Overall, the possible significance of our work is that the real burden of HBV infection in key populations as the pregnant women may be lower than previously reported and believed in Gabon, and therefore, the elimination of the vertical transmission of the virus from the mother to child in such settings may be possible, provided that improved actions and interventions are implemented to educate the populations, increase access to testing and diagnosis and access to prophylactic treatment for eligible HBV-positive pregnant women.

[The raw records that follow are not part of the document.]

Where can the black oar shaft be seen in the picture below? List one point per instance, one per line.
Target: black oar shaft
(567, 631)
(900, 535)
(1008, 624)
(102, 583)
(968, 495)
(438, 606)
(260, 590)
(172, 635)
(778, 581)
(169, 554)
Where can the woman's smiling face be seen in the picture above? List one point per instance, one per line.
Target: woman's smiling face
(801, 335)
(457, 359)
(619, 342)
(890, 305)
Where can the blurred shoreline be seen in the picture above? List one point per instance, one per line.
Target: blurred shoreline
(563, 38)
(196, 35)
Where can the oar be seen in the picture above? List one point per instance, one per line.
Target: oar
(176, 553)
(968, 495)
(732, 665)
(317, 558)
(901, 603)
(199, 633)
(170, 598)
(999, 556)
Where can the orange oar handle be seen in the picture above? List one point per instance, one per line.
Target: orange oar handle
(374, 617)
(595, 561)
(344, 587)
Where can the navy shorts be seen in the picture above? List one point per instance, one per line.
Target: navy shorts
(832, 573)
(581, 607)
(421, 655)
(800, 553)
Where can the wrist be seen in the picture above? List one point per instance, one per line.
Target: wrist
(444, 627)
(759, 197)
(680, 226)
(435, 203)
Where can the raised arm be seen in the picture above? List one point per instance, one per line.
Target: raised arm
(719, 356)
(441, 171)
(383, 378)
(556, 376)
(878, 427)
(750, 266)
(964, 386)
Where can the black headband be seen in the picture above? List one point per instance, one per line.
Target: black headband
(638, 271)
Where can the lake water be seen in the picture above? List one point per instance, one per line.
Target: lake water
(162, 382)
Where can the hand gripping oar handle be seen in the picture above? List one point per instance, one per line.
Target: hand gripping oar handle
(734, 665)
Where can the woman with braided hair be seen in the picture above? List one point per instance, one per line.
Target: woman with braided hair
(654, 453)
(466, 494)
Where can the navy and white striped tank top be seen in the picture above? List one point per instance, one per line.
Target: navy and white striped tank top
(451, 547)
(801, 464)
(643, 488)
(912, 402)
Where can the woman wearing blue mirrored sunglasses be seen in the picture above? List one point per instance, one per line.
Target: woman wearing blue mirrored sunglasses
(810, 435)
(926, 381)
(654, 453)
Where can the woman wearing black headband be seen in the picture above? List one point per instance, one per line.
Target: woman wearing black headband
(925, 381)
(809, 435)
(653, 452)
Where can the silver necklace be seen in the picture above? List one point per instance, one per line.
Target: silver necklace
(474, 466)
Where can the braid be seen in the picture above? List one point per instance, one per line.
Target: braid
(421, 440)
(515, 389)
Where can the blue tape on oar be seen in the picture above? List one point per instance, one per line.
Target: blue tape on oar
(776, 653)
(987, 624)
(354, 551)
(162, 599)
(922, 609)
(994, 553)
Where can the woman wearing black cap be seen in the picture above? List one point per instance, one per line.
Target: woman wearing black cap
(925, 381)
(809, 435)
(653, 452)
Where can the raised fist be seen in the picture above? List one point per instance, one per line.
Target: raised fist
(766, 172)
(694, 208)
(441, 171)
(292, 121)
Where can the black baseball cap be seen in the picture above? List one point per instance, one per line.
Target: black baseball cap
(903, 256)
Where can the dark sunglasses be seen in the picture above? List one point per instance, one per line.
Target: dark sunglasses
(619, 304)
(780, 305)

Our study has some limitations. First, this was a cross-sectional intervention, and thus, participants were assessed at a single time point. Also, for participants tested HBsAg positive, there was no clinical assessment (liver enzymes, assessment of liver fibrosis, etc.) and no information on potential clinical evolution. Finally, self-reported answers to questions on HBV knowledge and previous testing can generate uncertainty.

In conclusion, in a large-scale study we conducted in south-Gabon, we found a high level of exposure of pregnant women to HBV, although with a low proportion of HBV infection (HBsAg-positive). Moreover, the proportion of women at risk of vertically transmitting HBV to their children was very low, but as access to preventive prophylaxis remains scarce, immediate vaccination of children at birth remains a priority to improve this prevention and move to a potential future elimination.

Declarations of competing interest

The authors have no competing interests to declare.